Relevance: mains: G.S paper I: Social Issues
India receives an annual precipitation of 1,100-1,200 mm, which accounts for a total volume of 4,000 billion cubic metres (BCM), including snowfall. But only 1,123 BCM is estimated as average annual utilisable water. Of this utilisable water, 60% is surface water. According to the Central Ground Water Board (CGWB), total water utilisation in India is projected to be 1,447 BCM in 2050, against the utilisable quantum of 1,123 BCM. Thus, the demand will outstrip availability between 2030 and 2040.
India is the largest extractor of groundwater; it extracts nearly 25% of the world’s groundwater, according to UNESCO. The NITI Aayog has declared that 21 cities, including Delhi, Chennai and Bengaluru, are expected to run out of groundwater by 2020. Currently, India is extracting, on average, 62% of groundwater from its active recharge zone, of which almost 90% is for irrigation purposes. However, this average figure is highly deceptive. We have regions where water exploitation is more than 200%, making the situation critical.
Intensive exploitation of groundwater has severe consequences. If continuous extraction of groundwater exceeds the total replenishable rate, it leads to land subsidence, salt water intrusion, and becomes technically and financially non-feasible for stable water supply. Moreover, India suffers from geogenic pollution (elements naturally present in the geology) of arsenic, fluoride, iron and nitrate. Over-utilisation of groundwater has a cascading effect on the water quality, creating a higher concentration of these elements in the groundwater reservoir.
Most of the Indian riverine system is rain-fed, and due to large-scale removal of the green cover, the retention capacity has decreased tremendously. This has led to the major part of the precipitation into run-off, leading to flash floods in many parts of the country. In addition, due to decreased retention capacity, the natural capacity of groundwater recharge has also reduced. Decreased natural groundwater recharge capacity, coupled with overexploitation of groundwater, has led to a decrease in the baseflow (part of the groundwater that flows into the river) to the rivers in the non-monsoon period, due to which many rivers either run with the decreased flow or run dry.
Due to the increasing pressure on the development of groundwater resources, it has become the need of the hour to supplement these depleting resources. The natural recharge to the groundwater reservoir is restricted to a period of only 10 to 100 days, and is not adequate to keep up with the current rate of exploitation. Since a large volume of the precipitation flows out into the sea or gets evaporated, artificial recharge has been encouraged to supplement the natural recharge.
Artificial recharge is the process by which the groundwater reservoir is augmented through increased infiltration by using artificial structures. It could be understood in two ways—direct and indirect. In the direct method, contact area and residence time of surface water over the soil are increased to augment the groundwater, which can be achieved by either surface or subsurface techniques. Surface techniques include recharge basins, percolation tanks, contour bunding, etc. Subsurface techniques include injection wells, gravity head recharge well, recharge pits, recharge shafts.

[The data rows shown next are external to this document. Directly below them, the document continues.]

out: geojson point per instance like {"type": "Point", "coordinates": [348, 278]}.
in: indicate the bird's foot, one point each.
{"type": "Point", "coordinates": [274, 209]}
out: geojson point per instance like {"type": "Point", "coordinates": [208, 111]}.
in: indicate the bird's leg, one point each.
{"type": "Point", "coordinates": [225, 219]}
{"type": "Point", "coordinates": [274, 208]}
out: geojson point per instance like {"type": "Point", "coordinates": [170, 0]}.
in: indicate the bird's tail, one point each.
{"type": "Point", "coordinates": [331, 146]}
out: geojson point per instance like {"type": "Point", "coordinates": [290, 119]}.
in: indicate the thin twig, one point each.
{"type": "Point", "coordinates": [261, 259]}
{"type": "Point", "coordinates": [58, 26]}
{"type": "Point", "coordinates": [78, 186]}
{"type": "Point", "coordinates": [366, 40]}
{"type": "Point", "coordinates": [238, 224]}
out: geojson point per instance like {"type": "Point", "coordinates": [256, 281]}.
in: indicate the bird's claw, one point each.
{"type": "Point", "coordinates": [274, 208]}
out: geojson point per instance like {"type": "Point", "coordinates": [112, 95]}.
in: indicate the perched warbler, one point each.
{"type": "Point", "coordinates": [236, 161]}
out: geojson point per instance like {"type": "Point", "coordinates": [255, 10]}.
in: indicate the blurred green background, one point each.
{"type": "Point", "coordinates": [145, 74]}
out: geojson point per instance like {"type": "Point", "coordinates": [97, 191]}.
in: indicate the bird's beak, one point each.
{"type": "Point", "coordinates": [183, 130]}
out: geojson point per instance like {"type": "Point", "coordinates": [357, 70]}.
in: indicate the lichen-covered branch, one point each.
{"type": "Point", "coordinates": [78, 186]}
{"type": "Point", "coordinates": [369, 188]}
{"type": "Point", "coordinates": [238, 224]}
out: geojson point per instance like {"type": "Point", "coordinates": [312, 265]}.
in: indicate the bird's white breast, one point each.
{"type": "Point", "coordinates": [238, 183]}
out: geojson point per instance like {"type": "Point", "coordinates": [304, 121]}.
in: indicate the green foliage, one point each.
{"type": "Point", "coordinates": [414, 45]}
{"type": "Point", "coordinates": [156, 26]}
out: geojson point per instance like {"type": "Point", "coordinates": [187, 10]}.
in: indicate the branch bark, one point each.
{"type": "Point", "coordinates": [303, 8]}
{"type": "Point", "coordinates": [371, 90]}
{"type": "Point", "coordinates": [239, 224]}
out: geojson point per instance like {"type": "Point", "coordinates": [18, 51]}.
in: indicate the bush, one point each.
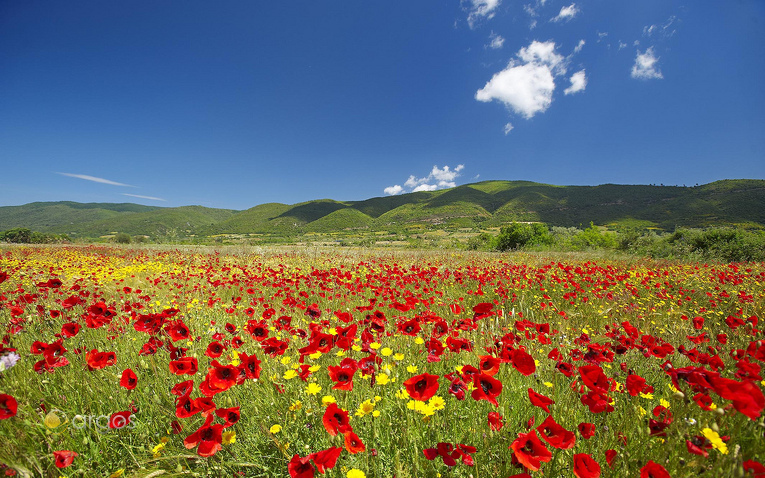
{"type": "Point", "coordinates": [19, 235]}
{"type": "Point", "coordinates": [592, 238]}
{"type": "Point", "coordinates": [518, 235]}
{"type": "Point", "coordinates": [122, 238]}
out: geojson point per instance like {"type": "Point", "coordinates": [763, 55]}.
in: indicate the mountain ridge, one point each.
{"type": "Point", "coordinates": [488, 203]}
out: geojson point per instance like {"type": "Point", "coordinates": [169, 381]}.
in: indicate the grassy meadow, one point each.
{"type": "Point", "coordinates": [143, 361]}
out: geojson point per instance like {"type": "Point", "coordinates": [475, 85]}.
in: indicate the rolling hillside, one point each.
{"type": "Point", "coordinates": [487, 203]}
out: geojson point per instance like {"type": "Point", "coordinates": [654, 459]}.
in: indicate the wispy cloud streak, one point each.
{"type": "Point", "coordinates": [143, 197]}
{"type": "Point", "coordinates": [95, 179]}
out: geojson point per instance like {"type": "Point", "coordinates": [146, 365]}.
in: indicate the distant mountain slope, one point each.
{"type": "Point", "coordinates": [47, 216]}
{"type": "Point", "coordinates": [487, 203]}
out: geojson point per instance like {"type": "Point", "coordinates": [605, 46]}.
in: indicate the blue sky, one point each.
{"type": "Point", "coordinates": [238, 103]}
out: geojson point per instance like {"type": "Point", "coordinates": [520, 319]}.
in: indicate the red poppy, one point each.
{"type": "Point", "coordinates": [489, 365]}
{"type": "Point", "coordinates": [587, 430]}
{"type": "Point", "coordinates": [70, 329]}
{"type": "Point", "coordinates": [353, 443]}
{"type": "Point", "coordinates": [610, 455]}
{"type": "Point", "coordinates": [183, 388]}
{"type": "Point", "coordinates": [8, 406]}
{"type": "Point", "coordinates": [410, 327]}
{"type": "Point", "coordinates": [98, 360]}
{"type": "Point", "coordinates": [220, 378]}
{"type": "Point", "coordinates": [342, 376]}
{"type": "Point", "coordinates": [249, 366]}
{"type": "Point", "coordinates": [230, 415]}
{"type": "Point", "coordinates": [529, 451]}
{"type": "Point", "coordinates": [129, 379]}
{"type": "Point", "coordinates": [585, 466]}
{"type": "Point", "coordinates": [422, 387]}
{"type": "Point", "coordinates": [522, 362]}
{"type": "Point", "coordinates": [208, 437]}
{"type": "Point", "coordinates": [335, 420]}
{"type": "Point", "coordinates": [177, 330]}
{"type": "Point", "coordinates": [326, 459]}
{"type": "Point", "coordinates": [215, 350]}
{"type": "Point", "coordinates": [186, 407]}
{"type": "Point", "coordinates": [300, 467]}
{"type": "Point", "coordinates": [184, 366]}
{"type": "Point", "coordinates": [495, 421]}
{"type": "Point", "coordinates": [635, 384]}
{"type": "Point", "coordinates": [653, 470]}
{"type": "Point", "coordinates": [64, 458]}
{"type": "Point", "coordinates": [541, 401]}
{"type": "Point", "coordinates": [120, 419]}
{"type": "Point", "coordinates": [555, 434]}
{"type": "Point", "coordinates": [594, 378]}
{"type": "Point", "coordinates": [486, 388]}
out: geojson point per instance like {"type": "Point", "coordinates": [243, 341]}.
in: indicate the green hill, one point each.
{"type": "Point", "coordinates": [485, 204]}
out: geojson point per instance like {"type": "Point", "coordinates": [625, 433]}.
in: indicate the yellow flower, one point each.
{"type": "Point", "coordinates": [717, 442]}
{"type": "Point", "coordinates": [436, 403]}
{"type": "Point", "coordinates": [366, 407]}
{"type": "Point", "coordinates": [327, 399]}
{"type": "Point", "coordinates": [228, 437]}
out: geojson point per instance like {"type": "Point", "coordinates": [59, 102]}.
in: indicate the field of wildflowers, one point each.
{"type": "Point", "coordinates": [149, 362]}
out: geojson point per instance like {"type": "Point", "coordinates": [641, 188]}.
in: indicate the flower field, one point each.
{"type": "Point", "coordinates": [150, 362]}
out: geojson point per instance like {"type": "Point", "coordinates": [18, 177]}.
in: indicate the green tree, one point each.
{"type": "Point", "coordinates": [122, 238]}
{"type": "Point", "coordinates": [518, 235]}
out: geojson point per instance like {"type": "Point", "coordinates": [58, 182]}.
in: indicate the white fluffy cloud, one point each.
{"type": "Point", "coordinates": [439, 178]}
{"type": "Point", "coordinates": [566, 13]}
{"type": "Point", "coordinates": [646, 66]}
{"type": "Point", "coordinates": [578, 83]}
{"type": "Point", "coordinates": [393, 190]}
{"type": "Point", "coordinates": [526, 86]}
{"type": "Point", "coordinates": [482, 9]}
{"type": "Point", "coordinates": [495, 41]}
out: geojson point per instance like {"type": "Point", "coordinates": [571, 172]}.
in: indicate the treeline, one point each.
{"type": "Point", "coordinates": [21, 235]}
{"type": "Point", "coordinates": [726, 244]}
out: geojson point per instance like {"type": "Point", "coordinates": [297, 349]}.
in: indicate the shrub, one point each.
{"type": "Point", "coordinates": [518, 235]}
{"type": "Point", "coordinates": [122, 238]}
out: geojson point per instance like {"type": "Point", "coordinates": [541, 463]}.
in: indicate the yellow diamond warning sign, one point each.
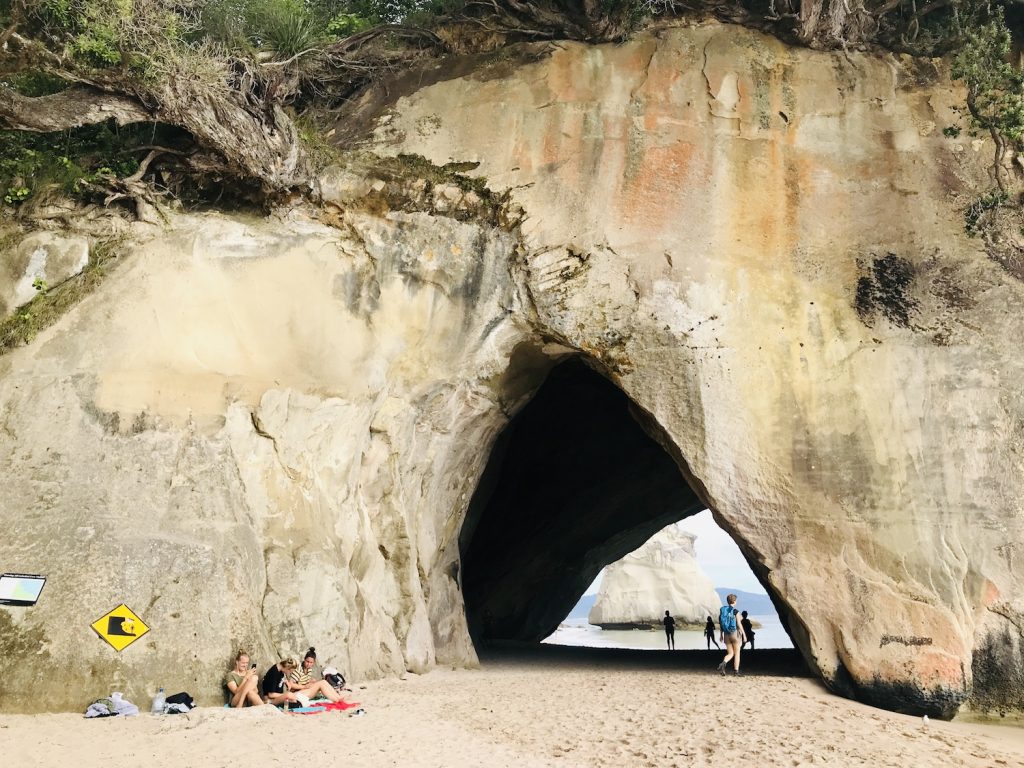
{"type": "Point", "coordinates": [120, 628]}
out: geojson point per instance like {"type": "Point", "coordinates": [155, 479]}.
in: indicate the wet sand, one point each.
{"type": "Point", "coordinates": [546, 706]}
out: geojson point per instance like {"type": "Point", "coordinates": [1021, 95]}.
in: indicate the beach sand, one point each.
{"type": "Point", "coordinates": [538, 707]}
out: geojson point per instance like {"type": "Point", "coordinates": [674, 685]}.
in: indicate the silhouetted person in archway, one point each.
{"type": "Point", "coordinates": [710, 634]}
{"type": "Point", "coordinates": [732, 634]}
{"type": "Point", "coordinates": [748, 628]}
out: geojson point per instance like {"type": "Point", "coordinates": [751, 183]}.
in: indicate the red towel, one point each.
{"type": "Point", "coordinates": [335, 707]}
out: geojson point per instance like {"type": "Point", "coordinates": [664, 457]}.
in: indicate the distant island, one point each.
{"type": "Point", "coordinates": [755, 604]}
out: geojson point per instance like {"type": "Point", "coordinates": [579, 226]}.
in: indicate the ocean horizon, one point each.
{"type": "Point", "coordinates": [578, 632]}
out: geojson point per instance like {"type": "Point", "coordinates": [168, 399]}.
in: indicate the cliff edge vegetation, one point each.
{"type": "Point", "coordinates": [130, 101]}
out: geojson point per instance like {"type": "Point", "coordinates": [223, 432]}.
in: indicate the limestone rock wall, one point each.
{"type": "Point", "coordinates": [663, 574]}
{"type": "Point", "coordinates": [252, 435]}
{"type": "Point", "coordinates": [764, 246]}
{"type": "Point", "coordinates": [265, 432]}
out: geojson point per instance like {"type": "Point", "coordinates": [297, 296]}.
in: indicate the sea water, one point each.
{"type": "Point", "coordinates": [578, 632]}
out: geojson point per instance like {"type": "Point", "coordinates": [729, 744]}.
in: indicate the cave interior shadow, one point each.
{"type": "Point", "coordinates": [574, 482]}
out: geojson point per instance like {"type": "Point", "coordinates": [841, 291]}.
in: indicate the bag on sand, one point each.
{"type": "Point", "coordinates": [181, 698]}
{"type": "Point", "coordinates": [726, 619]}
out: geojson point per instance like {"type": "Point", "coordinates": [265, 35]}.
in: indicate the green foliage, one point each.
{"type": "Point", "coordinates": [35, 83]}
{"type": "Point", "coordinates": [975, 213]}
{"type": "Point", "coordinates": [33, 162]}
{"type": "Point", "coordinates": [995, 88]}
{"type": "Point", "coordinates": [50, 303]}
{"type": "Point", "coordinates": [343, 25]}
{"type": "Point", "coordinates": [93, 32]}
{"type": "Point", "coordinates": [285, 27]}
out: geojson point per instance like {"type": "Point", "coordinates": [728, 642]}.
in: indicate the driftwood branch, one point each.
{"type": "Point", "coordinates": [71, 109]}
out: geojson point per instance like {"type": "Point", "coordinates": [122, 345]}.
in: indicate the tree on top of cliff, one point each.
{"type": "Point", "coordinates": [220, 94]}
{"type": "Point", "coordinates": [218, 81]}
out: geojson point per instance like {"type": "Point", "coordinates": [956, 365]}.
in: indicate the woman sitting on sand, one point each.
{"type": "Point", "coordinates": [275, 686]}
{"type": "Point", "coordinates": [242, 682]}
{"type": "Point", "coordinates": [301, 680]}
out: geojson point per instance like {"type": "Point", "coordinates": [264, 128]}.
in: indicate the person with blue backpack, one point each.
{"type": "Point", "coordinates": [732, 634]}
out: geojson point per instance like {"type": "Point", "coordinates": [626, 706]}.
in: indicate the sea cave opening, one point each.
{"type": "Point", "coordinates": [578, 479]}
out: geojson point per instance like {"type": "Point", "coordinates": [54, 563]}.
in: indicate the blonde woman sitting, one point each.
{"type": "Point", "coordinates": [243, 682]}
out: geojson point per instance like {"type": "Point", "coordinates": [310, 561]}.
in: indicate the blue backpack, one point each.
{"type": "Point", "coordinates": [726, 619]}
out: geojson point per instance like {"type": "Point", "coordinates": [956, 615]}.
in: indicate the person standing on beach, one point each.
{"type": "Point", "coordinates": [670, 631]}
{"type": "Point", "coordinates": [748, 629]}
{"type": "Point", "coordinates": [710, 634]}
{"type": "Point", "coordinates": [732, 634]}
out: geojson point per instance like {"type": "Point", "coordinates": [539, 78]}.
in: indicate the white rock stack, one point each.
{"type": "Point", "coordinates": [662, 576]}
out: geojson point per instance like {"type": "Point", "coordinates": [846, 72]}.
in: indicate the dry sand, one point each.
{"type": "Point", "coordinates": [546, 707]}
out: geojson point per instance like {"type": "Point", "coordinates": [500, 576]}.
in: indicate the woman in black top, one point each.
{"type": "Point", "coordinates": [710, 634]}
{"type": "Point", "coordinates": [275, 683]}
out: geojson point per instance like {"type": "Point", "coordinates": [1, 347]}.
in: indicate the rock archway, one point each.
{"type": "Point", "coordinates": [573, 483]}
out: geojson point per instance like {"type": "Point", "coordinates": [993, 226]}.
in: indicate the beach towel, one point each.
{"type": "Point", "coordinates": [116, 706]}
{"type": "Point", "coordinates": [329, 707]}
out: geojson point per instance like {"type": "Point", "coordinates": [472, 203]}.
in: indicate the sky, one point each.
{"type": "Point", "coordinates": [717, 554]}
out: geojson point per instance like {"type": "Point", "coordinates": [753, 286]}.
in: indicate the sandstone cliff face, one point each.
{"type": "Point", "coordinates": [268, 432]}
{"type": "Point", "coordinates": [663, 574]}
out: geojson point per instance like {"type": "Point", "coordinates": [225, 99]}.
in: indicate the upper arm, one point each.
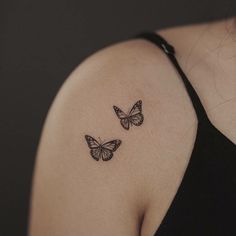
{"type": "Point", "coordinates": [72, 193]}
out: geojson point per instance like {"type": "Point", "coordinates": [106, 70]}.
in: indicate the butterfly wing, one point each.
{"type": "Point", "coordinates": [136, 119]}
{"type": "Point", "coordinates": [136, 109]}
{"type": "Point", "coordinates": [96, 153]}
{"type": "Point", "coordinates": [112, 145]}
{"type": "Point", "coordinates": [106, 154]}
{"type": "Point", "coordinates": [93, 144]}
{"type": "Point", "coordinates": [122, 116]}
{"type": "Point", "coordinates": [135, 115]}
{"type": "Point", "coordinates": [108, 148]}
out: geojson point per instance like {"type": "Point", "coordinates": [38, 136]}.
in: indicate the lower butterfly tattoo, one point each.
{"type": "Point", "coordinates": [100, 150]}
{"type": "Point", "coordinates": [134, 117]}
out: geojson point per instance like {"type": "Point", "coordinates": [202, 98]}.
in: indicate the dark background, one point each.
{"type": "Point", "coordinates": [41, 42]}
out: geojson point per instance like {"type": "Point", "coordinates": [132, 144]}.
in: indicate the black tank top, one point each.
{"type": "Point", "coordinates": [205, 202]}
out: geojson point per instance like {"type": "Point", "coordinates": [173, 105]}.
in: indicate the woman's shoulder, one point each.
{"type": "Point", "coordinates": [118, 75]}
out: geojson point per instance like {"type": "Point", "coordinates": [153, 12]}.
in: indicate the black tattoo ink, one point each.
{"type": "Point", "coordinates": [100, 150]}
{"type": "Point", "coordinates": [135, 116]}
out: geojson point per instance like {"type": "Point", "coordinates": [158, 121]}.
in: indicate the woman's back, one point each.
{"type": "Point", "coordinates": [131, 193]}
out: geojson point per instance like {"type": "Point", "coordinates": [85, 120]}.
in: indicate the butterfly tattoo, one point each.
{"type": "Point", "coordinates": [134, 117]}
{"type": "Point", "coordinates": [100, 150]}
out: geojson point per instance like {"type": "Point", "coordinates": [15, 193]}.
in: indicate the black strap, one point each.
{"type": "Point", "coordinates": [170, 52]}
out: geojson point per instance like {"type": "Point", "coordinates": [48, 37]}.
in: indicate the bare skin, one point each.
{"type": "Point", "coordinates": [73, 194]}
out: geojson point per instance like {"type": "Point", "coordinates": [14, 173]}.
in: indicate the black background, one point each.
{"type": "Point", "coordinates": [41, 42]}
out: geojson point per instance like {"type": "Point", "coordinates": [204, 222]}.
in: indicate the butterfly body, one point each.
{"type": "Point", "coordinates": [102, 151]}
{"type": "Point", "coordinates": [134, 117]}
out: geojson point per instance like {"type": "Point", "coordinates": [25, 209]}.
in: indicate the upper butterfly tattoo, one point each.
{"type": "Point", "coordinates": [134, 117]}
{"type": "Point", "coordinates": [102, 150]}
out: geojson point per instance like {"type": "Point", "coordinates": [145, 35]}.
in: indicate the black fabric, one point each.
{"type": "Point", "coordinates": [205, 202]}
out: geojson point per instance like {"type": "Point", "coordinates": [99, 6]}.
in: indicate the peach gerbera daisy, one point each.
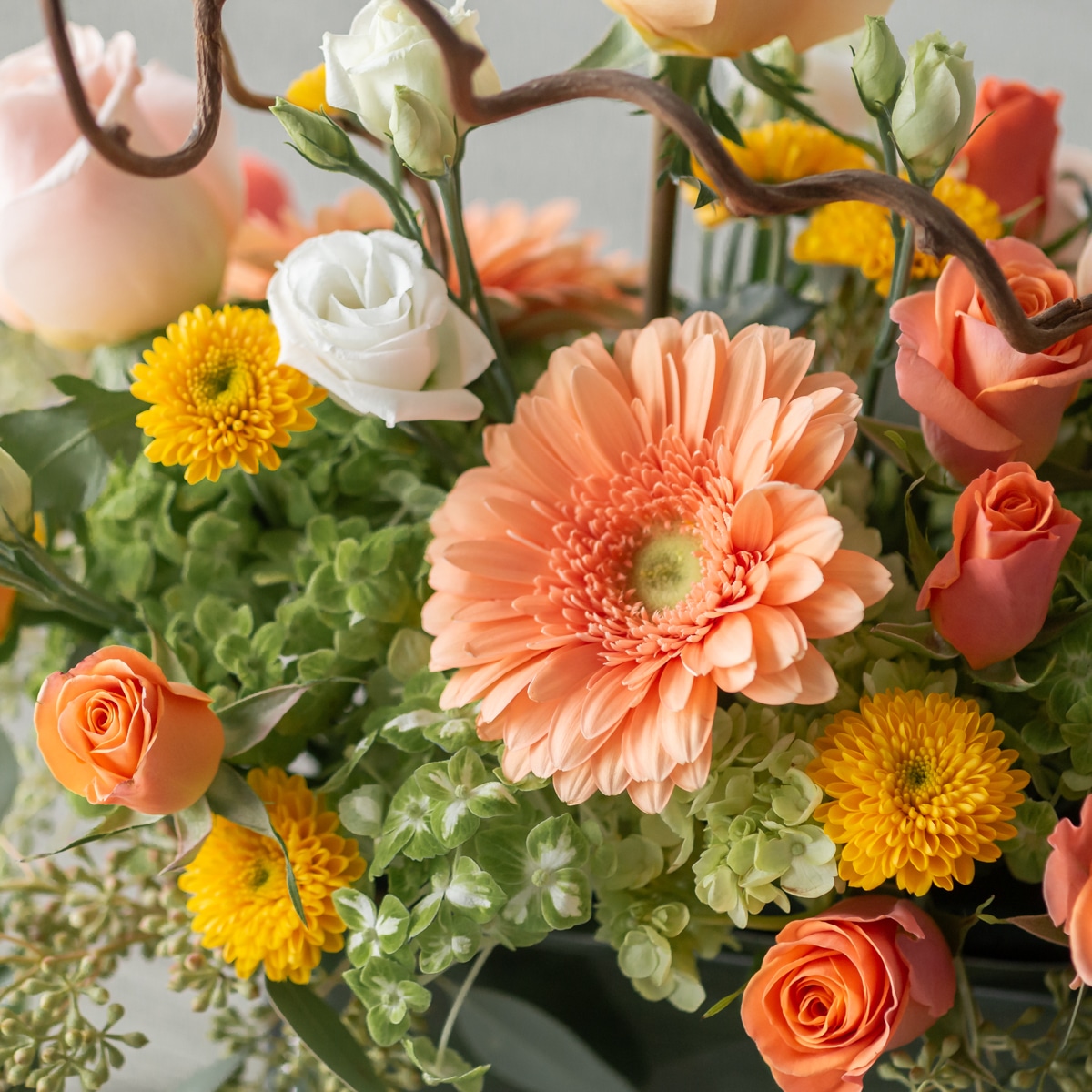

In the indirect method, rather than direct supply of water into aquifers, indirect methods are involved for recharging like induced recharge, bore blasting, hydrofracturing.
Mexico, by the Nation’s Waters law of 1992, declared water as a national property and it became obligatory for all consumers to legitimise their rights through procurement of water leases. Big industrial and commercial water users were quick to apply for a lease. However, the real challenge was registering water rights of agricultural users, who withdraw 80% of the total groundwater and keep track on their extraction. If Mexico, with 0.09 million wells, found it difficult to enforce the law, we can imagine the situation in India (19 million wells) if we also declare groundwater a government property. Currently, only in the notified area by the CGWB, the construction of wells is restricted, but can still be used for domestic use.
The government must encourage saving in consumption as well as rainwater harvesting through twin measures of pricing water on its economic cost and suitably rewarding bulk users (industry, farmers) through discounted tariff upon achieving measurable groundwater recharge.
India doesn’t have a problem of water scarcity; it suffers from variation in the scale of time and location of the precipitation. Rainwater harvesting, coupled with increased green cover (the government has proposed to increase the green cover of the country to 33% of the total area), is the ideal solution for the current water crisis because it can buffer out the spatial and temporal variation in the precipitation. Also, natural filtration by the geology of the Earth leads to better quality of water. Rainwater harvesting not only helps in replenishing the groundwater for future use, but also provides water for local use without transfer costs—this has social and environmental benefits. The study of our scriptures reveals that ancient thinkers such as Sarasvati and Manu, with a scientific bent, were also interested in exploring the means of storing rainwater.